Eugenia has two master’s degrees, one (in Comparative Culture and Literature) from Dnipropetrosvk National University in Ukraine and one (in Global Humanities and Social Sciences) from Nagasaki University in Japan. Moreover, she holds a Ukrainian diploma (equivalent to a doctorate) from Dnipropetrosvk National University in Comparative Literature.
Eugenia has a long record of teaching Japanese in Ukraine. Her research concentrates on the image of Japan inside and outside the country in literary works of British, American, and Japanese authors. While her research solely focused on the literary domain at first, her research at Nagasaki University looked at literary work from a cultural and social perspective as well. Eugenia’s research interests are Contemporary Japanese Studies, Japanese Literature, Comparative Literature, Imagology, as well as Literary and Cultural Representations.

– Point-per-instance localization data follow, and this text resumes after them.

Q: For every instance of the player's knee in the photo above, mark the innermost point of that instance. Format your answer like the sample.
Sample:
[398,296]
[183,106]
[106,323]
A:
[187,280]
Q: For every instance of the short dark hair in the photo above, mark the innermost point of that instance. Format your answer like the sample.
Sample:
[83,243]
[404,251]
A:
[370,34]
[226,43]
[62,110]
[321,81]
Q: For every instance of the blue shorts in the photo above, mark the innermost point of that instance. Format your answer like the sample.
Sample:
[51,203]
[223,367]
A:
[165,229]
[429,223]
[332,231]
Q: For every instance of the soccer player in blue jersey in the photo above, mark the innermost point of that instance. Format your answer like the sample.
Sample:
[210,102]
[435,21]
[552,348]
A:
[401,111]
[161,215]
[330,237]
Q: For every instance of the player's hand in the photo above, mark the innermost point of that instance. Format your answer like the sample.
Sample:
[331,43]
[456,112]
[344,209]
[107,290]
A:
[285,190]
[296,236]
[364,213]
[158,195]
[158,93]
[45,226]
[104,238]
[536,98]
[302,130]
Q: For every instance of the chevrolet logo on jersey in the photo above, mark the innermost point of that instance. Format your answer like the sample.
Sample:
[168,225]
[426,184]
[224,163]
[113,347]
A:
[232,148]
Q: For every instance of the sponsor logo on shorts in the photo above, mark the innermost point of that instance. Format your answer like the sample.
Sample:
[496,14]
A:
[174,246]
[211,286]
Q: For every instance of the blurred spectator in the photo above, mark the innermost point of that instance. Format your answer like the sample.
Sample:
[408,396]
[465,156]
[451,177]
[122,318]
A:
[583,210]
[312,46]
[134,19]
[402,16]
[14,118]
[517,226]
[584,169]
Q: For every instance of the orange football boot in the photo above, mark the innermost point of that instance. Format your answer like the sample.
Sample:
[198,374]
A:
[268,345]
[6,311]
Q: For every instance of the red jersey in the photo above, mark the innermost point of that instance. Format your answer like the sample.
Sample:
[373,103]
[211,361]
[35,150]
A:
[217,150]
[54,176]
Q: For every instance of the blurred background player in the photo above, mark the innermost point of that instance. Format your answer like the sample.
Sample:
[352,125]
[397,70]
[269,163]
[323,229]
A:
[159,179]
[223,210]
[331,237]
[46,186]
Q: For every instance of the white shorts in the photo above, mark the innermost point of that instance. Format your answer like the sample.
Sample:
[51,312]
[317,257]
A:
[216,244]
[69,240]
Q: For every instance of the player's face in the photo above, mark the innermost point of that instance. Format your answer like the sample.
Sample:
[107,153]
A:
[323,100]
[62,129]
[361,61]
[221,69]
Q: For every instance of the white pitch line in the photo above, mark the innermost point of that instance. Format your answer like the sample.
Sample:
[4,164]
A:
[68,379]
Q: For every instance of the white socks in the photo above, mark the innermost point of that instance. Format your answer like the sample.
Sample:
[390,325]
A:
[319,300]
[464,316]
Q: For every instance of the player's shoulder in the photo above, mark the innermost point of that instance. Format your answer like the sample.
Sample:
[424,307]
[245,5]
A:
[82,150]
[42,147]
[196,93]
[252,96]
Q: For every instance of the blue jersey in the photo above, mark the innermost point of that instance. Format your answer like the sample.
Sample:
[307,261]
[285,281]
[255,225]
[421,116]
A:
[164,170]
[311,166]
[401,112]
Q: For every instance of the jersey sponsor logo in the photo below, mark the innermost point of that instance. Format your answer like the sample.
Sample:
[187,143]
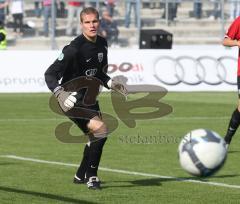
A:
[100,57]
[91,72]
[60,57]
[193,71]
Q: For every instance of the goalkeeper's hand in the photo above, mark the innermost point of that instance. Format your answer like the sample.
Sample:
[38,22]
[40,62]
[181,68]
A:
[65,99]
[118,87]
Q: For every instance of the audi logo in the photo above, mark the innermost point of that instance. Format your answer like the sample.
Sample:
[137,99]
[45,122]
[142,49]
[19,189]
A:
[194,71]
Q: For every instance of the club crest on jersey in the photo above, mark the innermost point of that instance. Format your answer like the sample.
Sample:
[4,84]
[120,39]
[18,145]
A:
[100,57]
[91,72]
[60,57]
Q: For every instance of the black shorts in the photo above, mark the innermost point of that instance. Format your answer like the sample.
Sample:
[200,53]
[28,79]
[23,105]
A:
[82,117]
[238,83]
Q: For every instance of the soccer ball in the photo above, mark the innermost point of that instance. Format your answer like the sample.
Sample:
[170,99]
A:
[202,152]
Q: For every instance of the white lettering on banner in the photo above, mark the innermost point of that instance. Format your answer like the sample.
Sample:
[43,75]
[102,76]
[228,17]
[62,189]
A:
[9,81]
[191,69]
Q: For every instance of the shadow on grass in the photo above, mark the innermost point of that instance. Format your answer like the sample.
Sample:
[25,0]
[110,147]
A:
[159,181]
[44,195]
[6,163]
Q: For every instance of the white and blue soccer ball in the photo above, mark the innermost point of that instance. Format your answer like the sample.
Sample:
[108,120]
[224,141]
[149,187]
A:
[202,152]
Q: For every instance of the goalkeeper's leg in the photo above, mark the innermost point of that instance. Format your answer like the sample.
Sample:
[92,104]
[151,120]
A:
[233,125]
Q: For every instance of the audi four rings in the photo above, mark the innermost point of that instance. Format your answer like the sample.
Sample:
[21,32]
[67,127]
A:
[177,68]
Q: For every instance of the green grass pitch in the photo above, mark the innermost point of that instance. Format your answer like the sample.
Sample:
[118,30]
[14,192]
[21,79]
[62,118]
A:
[27,130]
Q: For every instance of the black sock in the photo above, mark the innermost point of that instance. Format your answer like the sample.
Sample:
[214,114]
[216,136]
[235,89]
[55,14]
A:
[83,166]
[233,125]
[95,153]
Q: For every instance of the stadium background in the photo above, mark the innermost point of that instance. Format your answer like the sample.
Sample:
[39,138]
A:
[37,168]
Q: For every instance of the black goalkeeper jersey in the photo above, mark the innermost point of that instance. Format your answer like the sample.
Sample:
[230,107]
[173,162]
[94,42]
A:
[80,58]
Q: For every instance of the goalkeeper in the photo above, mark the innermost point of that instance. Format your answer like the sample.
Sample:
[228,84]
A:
[85,56]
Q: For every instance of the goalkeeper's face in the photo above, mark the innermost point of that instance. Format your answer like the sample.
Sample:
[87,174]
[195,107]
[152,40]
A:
[90,25]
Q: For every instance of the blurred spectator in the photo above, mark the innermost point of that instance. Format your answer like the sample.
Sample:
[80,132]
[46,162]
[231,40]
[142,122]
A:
[74,9]
[61,9]
[3,5]
[197,9]
[172,9]
[38,8]
[108,28]
[131,4]
[110,4]
[217,9]
[47,11]
[154,4]
[3,37]
[234,9]
[17,10]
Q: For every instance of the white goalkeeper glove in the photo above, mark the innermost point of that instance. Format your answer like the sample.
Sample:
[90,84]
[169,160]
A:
[65,99]
[118,87]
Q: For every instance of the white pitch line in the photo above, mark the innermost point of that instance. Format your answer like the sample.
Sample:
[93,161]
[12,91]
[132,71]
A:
[125,172]
[65,119]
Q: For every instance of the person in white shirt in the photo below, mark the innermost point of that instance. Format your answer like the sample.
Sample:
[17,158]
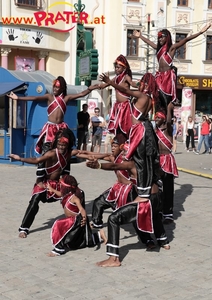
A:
[190,134]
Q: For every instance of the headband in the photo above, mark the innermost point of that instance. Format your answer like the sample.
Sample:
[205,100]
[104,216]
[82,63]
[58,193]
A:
[160,115]
[114,141]
[56,83]
[63,140]
[66,184]
[124,146]
[161,34]
[120,63]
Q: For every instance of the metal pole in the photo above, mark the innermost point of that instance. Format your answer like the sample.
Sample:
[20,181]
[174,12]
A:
[148,32]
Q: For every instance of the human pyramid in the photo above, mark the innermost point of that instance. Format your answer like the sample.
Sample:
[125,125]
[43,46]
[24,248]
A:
[141,157]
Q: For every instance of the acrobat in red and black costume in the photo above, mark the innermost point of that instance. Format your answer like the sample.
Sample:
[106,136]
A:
[68,234]
[119,121]
[143,148]
[170,172]
[166,81]
[116,196]
[41,194]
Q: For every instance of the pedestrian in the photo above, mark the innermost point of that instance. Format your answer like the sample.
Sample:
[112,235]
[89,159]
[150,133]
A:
[190,134]
[204,135]
[174,133]
[165,51]
[98,124]
[73,231]
[167,161]
[109,136]
[55,161]
[57,102]
[83,118]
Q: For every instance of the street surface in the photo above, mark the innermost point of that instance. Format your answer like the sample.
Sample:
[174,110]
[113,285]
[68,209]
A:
[183,272]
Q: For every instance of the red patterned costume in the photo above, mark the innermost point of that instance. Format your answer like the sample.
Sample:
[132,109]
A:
[167,161]
[166,81]
[116,196]
[50,129]
[41,193]
[67,233]
[169,167]
[121,111]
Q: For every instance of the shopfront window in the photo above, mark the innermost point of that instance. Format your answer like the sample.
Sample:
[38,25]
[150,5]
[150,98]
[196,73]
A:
[209,48]
[132,44]
[182,2]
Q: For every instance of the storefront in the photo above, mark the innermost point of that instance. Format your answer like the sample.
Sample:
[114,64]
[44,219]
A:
[21,121]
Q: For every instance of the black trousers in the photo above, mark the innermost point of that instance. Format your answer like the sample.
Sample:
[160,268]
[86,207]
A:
[190,137]
[127,214]
[168,195]
[100,204]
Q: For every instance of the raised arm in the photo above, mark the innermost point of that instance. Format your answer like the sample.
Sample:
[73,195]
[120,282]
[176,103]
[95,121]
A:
[170,109]
[33,160]
[125,165]
[123,89]
[138,34]
[45,97]
[81,94]
[182,42]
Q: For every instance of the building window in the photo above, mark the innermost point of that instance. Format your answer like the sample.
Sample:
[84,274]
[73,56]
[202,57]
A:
[182,2]
[181,52]
[132,44]
[209,48]
[29,3]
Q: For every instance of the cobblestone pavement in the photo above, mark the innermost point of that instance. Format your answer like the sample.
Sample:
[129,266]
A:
[184,272]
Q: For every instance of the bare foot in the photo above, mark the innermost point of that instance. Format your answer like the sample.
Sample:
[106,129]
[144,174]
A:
[103,236]
[112,261]
[166,247]
[52,254]
[22,235]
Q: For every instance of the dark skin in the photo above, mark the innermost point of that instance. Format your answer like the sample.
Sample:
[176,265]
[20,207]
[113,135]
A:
[142,101]
[166,126]
[126,83]
[57,116]
[163,66]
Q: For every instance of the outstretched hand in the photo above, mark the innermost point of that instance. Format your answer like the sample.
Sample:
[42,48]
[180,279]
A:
[14,156]
[12,96]
[94,164]
[136,33]
[105,78]
[206,27]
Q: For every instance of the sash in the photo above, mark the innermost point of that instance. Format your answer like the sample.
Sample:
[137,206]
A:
[66,203]
[162,53]
[58,102]
[136,135]
[163,139]
[60,164]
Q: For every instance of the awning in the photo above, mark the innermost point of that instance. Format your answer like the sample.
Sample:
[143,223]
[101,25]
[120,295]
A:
[6,87]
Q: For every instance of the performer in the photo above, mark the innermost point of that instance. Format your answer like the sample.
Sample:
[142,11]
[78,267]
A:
[166,75]
[56,110]
[55,161]
[167,161]
[123,190]
[143,149]
[72,232]
[119,122]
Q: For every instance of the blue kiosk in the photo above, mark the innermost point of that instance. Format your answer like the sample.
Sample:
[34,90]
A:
[21,121]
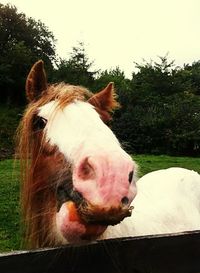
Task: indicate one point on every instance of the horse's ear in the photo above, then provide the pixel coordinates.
(36, 81)
(105, 100)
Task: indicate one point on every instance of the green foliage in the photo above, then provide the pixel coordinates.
(77, 69)
(9, 120)
(23, 41)
(10, 235)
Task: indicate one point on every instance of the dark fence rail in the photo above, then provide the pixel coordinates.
(172, 253)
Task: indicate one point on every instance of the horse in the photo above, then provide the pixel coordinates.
(76, 178)
(79, 185)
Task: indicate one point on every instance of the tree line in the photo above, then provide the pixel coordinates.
(160, 104)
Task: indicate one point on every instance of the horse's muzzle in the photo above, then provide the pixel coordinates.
(91, 214)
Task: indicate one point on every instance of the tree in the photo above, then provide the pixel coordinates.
(77, 69)
(23, 41)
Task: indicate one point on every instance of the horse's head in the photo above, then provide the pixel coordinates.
(77, 179)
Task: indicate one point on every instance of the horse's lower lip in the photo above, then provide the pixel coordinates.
(94, 215)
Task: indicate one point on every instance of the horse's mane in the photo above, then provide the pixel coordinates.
(34, 153)
(30, 149)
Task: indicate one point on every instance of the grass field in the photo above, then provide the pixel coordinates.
(9, 192)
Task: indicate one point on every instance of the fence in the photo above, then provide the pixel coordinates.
(172, 253)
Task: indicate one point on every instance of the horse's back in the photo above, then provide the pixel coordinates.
(167, 201)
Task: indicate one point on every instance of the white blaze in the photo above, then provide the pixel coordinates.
(77, 128)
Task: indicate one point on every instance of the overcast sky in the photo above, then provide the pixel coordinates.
(121, 32)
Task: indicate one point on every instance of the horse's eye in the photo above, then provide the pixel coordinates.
(39, 123)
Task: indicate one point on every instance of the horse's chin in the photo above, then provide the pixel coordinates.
(73, 228)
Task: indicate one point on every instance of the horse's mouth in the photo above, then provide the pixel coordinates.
(96, 215)
(91, 214)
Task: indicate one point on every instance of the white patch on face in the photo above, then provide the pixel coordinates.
(77, 128)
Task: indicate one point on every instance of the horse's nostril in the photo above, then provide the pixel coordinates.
(130, 177)
(125, 200)
(86, 170)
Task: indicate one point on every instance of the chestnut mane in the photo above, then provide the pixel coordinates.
(42, 164)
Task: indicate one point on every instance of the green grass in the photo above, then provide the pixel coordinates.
(9, 192)
(9, 207)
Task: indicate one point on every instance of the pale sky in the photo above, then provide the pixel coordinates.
(119, 33)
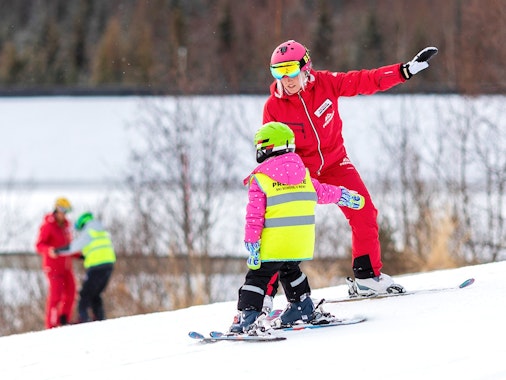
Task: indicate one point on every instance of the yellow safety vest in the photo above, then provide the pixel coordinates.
(100, 250)
(289, 228)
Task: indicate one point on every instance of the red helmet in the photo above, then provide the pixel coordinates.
(292, 51)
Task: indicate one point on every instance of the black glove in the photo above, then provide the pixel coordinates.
(418, 63)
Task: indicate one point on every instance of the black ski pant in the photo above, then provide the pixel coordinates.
(294, 282)
(94, 284)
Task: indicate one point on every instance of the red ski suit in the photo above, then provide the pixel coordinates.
(313, 116)
(59, 271)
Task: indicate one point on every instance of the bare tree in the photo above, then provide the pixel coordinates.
(178, 181)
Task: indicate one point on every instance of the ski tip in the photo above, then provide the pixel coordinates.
(466, 283)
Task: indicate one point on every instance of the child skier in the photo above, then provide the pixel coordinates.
(280, 227)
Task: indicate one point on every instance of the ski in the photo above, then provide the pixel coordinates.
(217, 337)
(353, 298)
(301, 326)
(337, 322)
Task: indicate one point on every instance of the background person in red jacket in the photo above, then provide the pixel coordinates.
(55, 233)
(307, 101)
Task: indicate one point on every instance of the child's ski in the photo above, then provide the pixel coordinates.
(217, 337)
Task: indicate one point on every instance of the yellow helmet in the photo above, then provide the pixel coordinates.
(63, 204)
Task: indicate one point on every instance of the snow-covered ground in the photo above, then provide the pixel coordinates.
(456, 334)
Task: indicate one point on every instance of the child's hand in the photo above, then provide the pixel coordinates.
(253, 262)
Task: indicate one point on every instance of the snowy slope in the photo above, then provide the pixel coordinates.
(449, 335)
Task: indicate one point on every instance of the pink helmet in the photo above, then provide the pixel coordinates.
(292, 51)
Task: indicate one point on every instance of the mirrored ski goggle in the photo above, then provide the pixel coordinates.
(290, 69)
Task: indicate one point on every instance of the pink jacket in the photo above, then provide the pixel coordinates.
(288, 169)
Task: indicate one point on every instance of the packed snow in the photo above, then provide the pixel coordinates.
(453, 334)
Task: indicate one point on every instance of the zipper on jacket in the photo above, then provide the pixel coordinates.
(316, 133)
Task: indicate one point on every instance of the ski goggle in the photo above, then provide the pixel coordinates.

During her fully funded fellowship at AREA Ruhr, Eugenia plans to focus on the concept of “forever foreigners” in 20th century Japan as represented in the novel Pachinko by Min Jin Lee, an American author of Korean background. The novel deals with a wide range of historically embedded topics, encompassing the complicated relationship between Japan and Korea – more specifically, life of ethnic Koreans in Japan through the periods of colonial Korea, World War II, the Allied Occupation of Japan, the Korean War, as well as during the Japanese economic miracle and “bubble economy”. Looking at the whole 20th century allows Eugenia to identify the multi-faceted images of Japan that are culturally and historically grounded – and at their evolution – as they were generated through the eyes of Korean migrants over time.
Eugenia plans to give a lecture in AREA Ruhr’s Occasional Guest Lecture Series during her stay. Moreover, she is interested to contribute to Japanese course material for hybrid language classes which are in the making based on AREA Ruhr’s HELLP (Hybrid East Asian Language Program) Project and other activities in the field of East Asian Studies at RUB and UDE
Update:
In mid-May Eugenia received a job offer from Nagasaki University in Japan (where she studied before) at short notice; congratulations! We look forward welcoming her again to the Ruhr region in the context of an an AREA event or initiative in the future.